# Nonparametric models¶

## K-Nearest Neighbors

The k-nearest neighbors (KNN) model is a nonparametric supervised learning approach that can be applied to classification or regression problems. In a classification context, the KNN model assigns a class label for a new datapoint by taking a majority vote amongst the labels for the k closest points (“neighbors”) in the training data. Similarly, in a regression context, the KNN model predicts the target value associated with a new datapoint by taking the average of the targets associated with the k closes points in the training data.

Models

## Gaussian Process Regression

A Gaussian process defines a prior distribution over functions mapping $$X \rightarrow \mathbb{R}$$, where X can be any finite (or infinite!)-dimensional set.

Let $$f(x_k)$$ be the random variable corresponding to the value of a function f at a point $$x_k \in X$$. Define a random variable $$z = [f(x_1), \ldots, f(x_N)]$$ for any finite set of points $$\{x_1, \ldots, x_N\} \subset X$$. If f is distributed according to a Gaussian Process, it is the case that

$z \sim \mathcal{N}(\mu, K)$

for

$\begin{split}\mu &= [\text{mean}(x_1), \ldots, \text{mean}(x_N)] \\ K_{ij} &= \text{kernel}(x_i, x_j)\end{split}$

where mean is the mean function (in Gaussian process regression it is common to define mean(x) = 0), and kernel is a kernel / covariance function that determines the general shape of the GP prior over functions, p(f).
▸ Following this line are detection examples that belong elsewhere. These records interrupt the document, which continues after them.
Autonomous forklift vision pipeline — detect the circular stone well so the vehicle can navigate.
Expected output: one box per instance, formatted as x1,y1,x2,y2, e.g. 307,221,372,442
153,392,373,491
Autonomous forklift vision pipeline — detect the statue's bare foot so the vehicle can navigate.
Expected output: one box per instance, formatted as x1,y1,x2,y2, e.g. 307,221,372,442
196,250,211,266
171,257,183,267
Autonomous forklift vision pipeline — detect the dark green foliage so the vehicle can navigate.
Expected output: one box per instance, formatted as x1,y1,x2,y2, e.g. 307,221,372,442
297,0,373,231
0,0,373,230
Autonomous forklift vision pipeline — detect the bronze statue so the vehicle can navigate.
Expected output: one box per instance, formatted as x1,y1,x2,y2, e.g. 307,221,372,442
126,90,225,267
In Gaussian process regression (AKA simple Kriging  ), a Gaussian process is used as a prior on functions and is combined with the Gaussian likelihood from the linear model via Bayes’ rule to compute a posterior over functions f:

$\begin{split}y \mid X, f &\sim \mathcal{N}( [f(x_1), \ldots, f(x_n)], \alpha I ) \\ f \mid X &\sim \text{GP}(0, K)\end{split}$

Due to the conjugacy of the Gaussian Process prior with the regression model’s Gaussian likelihood, the posterior will also be Gaussian and can be computed in closed form.

Models

References

  Rasmussen, C. E., & Williams, C. K. I. (2006). Gaussian Processes for Machine Learning. MIT Press, Cambridge, MA.
  Krige, D. G., (1951). “A statistical approach to some mine valuations and allied problems at the Witwatersrand”, Master’s thesis of the University of Witwatersrand.
  Matheron, G., (1963). “Principles of geostatistics”, Economic Geology, 58, 1246-1266.

## Kernel Regression

Kernel regression is another nonparametric approach to nonlinear regression. Like the Gaussian Process regression approach (or, more generally, all regression models), kernel regression attempts to learn a function f which captures the conditional expectation of some targets y given the data X, under the assumption that

$y_i = f(x_i) + \epsilon_i \ \ \ \ \text{where } \mathbb{E}[\epsilon | \mathbf{x}] = \mathbb{E}[\epsilon] = 0$

Unlike the Gaussian Process regression approach, however, kernel regression does not place a prior over f. Instead, it models $$f = \mathbb{E}[y | X] = \int_y \frac{p(X, y)}{p(X)} y \ \text{d}y$$ using a kernel function, k, to estimate the smoothed data probabilities. For example, the Nadaraya-Watson estimator   uses the following probability estimates:

$\begin{split}\hat{p}(X) &= \prod_{i=1}^N \hat{p}(x_i) = \prod_{i=1}^N \sum_{j=1}^N \frac{k(x_i - x_j)}{N} \\ \hat{p}(X, y) & \prod_{i=1}^N \hat{p}(x_i, y_i) = \prod_{i=1}^N \sum_{j=1}^N \frac{k(x_i - x_j) k(y_i - y_j)}{N}\end{split}$

Models

References

  Nadaraya, E. A. (1964). “On estimating regression”. Theory of Probability and Its Applications, 9 (1), 141-2.
  Watson, G. S. (1964). “Smooth regression analysis”. Sankhyā: The Indian Journal of Statistics, Series A. 26 (4), 359–372.